Parliament will no doubt keep trying to pass a deal eventually, but, as history shows, policymakers are notoriously difficult to predict, meaning that deriving an outlook for the UK feels like peering into the fog through a kaleidoscope.
Focusing on the wider outcome of Brexit on our society and economy is important, but investors will be equally concerned (if not more so) with the impact on their portfolios.
The stark fall in sterling after the EU referendum reminded Britain how much its currency matters, and why investors are right to prepare for periods of poor performance. One strategy to guard against downturns is to be globally diversified, so many investors (ourselves included) will likely have chosen to hold a larger allocation of overseas currencies.
But that doesn’t mean simply ditching sterling.

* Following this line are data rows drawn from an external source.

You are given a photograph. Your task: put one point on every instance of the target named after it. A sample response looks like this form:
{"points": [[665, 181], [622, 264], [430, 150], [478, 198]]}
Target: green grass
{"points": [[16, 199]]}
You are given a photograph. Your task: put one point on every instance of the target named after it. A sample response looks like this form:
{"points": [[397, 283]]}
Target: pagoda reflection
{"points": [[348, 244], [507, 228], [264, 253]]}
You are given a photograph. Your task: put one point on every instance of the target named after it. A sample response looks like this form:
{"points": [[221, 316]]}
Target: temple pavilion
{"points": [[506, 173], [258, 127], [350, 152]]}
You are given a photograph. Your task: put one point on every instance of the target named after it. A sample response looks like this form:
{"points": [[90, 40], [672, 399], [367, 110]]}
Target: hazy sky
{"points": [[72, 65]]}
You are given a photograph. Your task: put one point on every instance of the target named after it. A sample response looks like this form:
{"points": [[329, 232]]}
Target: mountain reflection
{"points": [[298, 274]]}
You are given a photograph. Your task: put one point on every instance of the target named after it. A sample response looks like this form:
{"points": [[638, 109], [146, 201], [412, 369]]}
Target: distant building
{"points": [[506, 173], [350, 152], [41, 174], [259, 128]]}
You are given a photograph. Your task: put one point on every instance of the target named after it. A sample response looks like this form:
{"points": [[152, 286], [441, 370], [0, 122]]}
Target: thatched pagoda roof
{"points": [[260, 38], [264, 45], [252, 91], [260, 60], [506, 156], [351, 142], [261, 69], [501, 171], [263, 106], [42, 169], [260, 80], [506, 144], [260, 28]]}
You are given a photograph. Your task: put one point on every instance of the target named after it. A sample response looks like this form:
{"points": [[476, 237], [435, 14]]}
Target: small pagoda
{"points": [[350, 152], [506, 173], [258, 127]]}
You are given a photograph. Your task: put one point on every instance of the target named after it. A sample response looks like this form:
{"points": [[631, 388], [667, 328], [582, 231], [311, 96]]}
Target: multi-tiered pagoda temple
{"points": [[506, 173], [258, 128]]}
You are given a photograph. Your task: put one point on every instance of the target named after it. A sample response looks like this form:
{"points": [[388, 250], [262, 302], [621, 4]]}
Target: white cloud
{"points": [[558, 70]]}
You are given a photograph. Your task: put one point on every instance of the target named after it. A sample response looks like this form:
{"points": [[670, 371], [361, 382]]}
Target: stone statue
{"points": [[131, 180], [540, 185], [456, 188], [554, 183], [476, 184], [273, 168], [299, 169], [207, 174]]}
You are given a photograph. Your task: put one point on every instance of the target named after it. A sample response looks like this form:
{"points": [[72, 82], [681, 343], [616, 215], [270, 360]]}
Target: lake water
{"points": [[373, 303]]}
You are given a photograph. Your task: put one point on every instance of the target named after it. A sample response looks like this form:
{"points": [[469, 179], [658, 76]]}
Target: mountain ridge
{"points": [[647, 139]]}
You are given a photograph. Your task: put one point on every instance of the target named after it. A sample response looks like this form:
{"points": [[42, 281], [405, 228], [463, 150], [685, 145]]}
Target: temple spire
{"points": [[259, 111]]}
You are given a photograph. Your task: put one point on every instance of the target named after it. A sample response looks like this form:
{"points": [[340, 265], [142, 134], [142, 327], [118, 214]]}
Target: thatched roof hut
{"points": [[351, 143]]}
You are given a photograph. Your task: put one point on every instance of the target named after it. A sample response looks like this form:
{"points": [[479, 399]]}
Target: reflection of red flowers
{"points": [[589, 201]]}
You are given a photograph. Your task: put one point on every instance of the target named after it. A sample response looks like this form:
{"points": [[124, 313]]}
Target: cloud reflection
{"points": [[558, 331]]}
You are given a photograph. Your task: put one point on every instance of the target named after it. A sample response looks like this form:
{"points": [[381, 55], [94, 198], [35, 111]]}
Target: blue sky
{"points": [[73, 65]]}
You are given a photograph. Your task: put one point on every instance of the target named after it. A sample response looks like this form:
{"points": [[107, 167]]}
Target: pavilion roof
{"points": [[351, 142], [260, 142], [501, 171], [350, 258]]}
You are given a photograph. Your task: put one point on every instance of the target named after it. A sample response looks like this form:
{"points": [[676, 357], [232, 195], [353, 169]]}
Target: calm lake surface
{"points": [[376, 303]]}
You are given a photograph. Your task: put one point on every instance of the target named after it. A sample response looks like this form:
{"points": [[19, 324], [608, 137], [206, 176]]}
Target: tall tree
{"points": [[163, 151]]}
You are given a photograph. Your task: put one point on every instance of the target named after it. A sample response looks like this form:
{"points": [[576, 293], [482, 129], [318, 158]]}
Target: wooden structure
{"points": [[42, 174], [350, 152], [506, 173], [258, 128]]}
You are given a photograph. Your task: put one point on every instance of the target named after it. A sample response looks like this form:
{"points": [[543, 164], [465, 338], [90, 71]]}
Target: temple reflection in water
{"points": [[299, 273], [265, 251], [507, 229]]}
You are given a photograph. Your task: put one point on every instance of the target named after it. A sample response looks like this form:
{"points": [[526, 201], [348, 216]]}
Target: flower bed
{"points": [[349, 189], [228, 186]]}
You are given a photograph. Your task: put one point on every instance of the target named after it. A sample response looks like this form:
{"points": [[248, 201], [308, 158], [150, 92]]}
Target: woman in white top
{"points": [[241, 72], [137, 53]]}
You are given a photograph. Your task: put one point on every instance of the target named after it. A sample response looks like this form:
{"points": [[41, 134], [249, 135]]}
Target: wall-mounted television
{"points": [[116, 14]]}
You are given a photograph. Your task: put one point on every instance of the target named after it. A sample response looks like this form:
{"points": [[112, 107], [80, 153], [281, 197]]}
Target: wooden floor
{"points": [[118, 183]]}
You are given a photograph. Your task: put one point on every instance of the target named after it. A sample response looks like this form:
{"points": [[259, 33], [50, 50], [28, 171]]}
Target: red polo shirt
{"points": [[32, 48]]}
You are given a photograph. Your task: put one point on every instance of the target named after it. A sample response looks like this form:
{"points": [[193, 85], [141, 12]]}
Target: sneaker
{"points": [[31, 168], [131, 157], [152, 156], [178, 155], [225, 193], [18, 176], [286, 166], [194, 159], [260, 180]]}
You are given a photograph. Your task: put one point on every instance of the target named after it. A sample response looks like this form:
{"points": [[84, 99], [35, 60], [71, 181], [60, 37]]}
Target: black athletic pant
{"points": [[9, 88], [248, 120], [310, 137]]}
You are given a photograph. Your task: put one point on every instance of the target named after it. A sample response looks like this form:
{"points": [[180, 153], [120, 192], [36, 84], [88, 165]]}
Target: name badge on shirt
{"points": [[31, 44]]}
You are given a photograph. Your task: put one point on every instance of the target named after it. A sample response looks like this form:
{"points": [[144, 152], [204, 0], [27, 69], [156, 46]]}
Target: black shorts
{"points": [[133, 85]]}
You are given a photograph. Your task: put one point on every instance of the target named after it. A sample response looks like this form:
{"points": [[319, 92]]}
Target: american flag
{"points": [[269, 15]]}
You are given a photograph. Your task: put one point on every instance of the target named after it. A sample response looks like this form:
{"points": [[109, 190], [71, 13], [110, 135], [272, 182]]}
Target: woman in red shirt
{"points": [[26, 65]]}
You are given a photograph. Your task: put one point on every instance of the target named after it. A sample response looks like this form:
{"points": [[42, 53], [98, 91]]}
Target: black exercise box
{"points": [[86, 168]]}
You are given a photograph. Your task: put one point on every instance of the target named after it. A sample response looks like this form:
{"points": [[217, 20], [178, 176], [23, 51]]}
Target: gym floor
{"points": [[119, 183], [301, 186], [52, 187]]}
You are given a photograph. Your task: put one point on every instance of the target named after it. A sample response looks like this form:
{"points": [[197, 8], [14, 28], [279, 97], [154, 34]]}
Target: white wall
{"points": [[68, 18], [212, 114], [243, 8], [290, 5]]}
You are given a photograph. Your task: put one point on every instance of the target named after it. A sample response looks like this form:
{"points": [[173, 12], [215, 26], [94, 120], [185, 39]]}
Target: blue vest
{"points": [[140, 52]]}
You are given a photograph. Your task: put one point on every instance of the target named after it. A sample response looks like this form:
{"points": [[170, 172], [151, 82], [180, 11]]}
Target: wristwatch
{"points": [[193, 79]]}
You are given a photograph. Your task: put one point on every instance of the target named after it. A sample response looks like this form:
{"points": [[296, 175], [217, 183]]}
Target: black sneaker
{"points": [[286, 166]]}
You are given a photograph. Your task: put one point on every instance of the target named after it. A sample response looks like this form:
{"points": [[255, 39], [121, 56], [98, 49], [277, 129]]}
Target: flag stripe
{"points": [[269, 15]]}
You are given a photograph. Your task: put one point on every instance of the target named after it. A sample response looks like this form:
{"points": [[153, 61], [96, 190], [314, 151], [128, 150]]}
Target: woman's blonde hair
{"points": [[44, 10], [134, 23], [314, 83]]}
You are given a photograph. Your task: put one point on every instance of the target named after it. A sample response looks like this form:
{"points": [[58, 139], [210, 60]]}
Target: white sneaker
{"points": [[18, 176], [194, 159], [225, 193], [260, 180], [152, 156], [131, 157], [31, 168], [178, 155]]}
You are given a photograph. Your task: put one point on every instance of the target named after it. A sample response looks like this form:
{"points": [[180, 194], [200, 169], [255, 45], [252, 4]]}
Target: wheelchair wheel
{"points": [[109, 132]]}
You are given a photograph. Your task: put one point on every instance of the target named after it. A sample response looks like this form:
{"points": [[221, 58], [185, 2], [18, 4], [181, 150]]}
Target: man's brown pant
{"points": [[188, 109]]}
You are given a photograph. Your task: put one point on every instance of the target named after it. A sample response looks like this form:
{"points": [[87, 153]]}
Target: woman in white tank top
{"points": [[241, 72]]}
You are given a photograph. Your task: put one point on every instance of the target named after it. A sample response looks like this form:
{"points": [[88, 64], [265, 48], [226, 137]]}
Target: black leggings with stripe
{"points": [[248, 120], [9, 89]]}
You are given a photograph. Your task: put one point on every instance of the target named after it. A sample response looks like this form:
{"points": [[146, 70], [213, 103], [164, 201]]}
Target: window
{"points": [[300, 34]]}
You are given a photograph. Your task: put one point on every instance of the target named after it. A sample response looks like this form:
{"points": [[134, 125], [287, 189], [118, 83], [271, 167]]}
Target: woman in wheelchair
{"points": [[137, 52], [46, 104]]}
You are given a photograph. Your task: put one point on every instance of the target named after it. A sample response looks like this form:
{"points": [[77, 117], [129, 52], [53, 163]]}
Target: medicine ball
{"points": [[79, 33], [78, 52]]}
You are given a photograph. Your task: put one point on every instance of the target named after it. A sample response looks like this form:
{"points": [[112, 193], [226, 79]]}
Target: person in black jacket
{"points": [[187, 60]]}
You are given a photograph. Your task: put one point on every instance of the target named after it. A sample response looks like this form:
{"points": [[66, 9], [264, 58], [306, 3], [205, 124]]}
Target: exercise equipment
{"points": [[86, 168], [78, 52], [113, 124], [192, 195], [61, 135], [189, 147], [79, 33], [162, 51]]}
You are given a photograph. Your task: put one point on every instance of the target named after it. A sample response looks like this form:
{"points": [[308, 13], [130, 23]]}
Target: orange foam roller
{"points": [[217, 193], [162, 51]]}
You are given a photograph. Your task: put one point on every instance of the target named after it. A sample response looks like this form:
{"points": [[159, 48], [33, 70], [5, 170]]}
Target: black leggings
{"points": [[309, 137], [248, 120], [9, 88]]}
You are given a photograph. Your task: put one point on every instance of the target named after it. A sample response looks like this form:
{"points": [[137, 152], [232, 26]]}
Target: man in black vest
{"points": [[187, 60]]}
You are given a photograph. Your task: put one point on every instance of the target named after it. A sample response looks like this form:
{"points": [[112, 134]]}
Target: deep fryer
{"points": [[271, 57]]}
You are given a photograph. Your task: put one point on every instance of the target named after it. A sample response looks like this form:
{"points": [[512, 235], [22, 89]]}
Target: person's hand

Indeed, we also worry about the fate of the euro if negotiations turn sour. It is possible that the value of the euro will also slide against the US dollar even if it gains against the pound. This could have ramifications for single currency investors or those doing business on the continent.
And there is a place for sterling in your portfolio. Despite all the politics, we still think that there’s a chance of the final deal resulting in a softer Brexit, or at least a less negative exit than markets have been pricing in.
If a final deal is reached, we anticipate higher interest rates, a stronger pound, and a moderation to inflation expectations. Paradoxically, this outcome may support the euro as well, at least in a global context.
We believe that once a decision on the deal is made, investors could benefit from this subsequent rebound in sterling. If this arrives in the next few months, as expected, British holidaymakers may be in for a pleasant surprise as the pound in their pocket packs more of a punch.
However, a no-deal scenario is still a possibility, and it would likely create political and economic turmoil. We would expect to see exchange rates plummet, with the pound potentially being worth less versus the euro and dollar, leaving a monetary policy dilemma for the Bank of England.
With less room for the Bank to manoeuvre at present, maybe we would not see a repeat of the interest rate cut and quantitative easing which followed 2016’s referendum result.
With such uncertainty, the rollercoaster ride is likely to continue. Whatever happens, keep an eye on sterling – it’s in for a bumpy ride.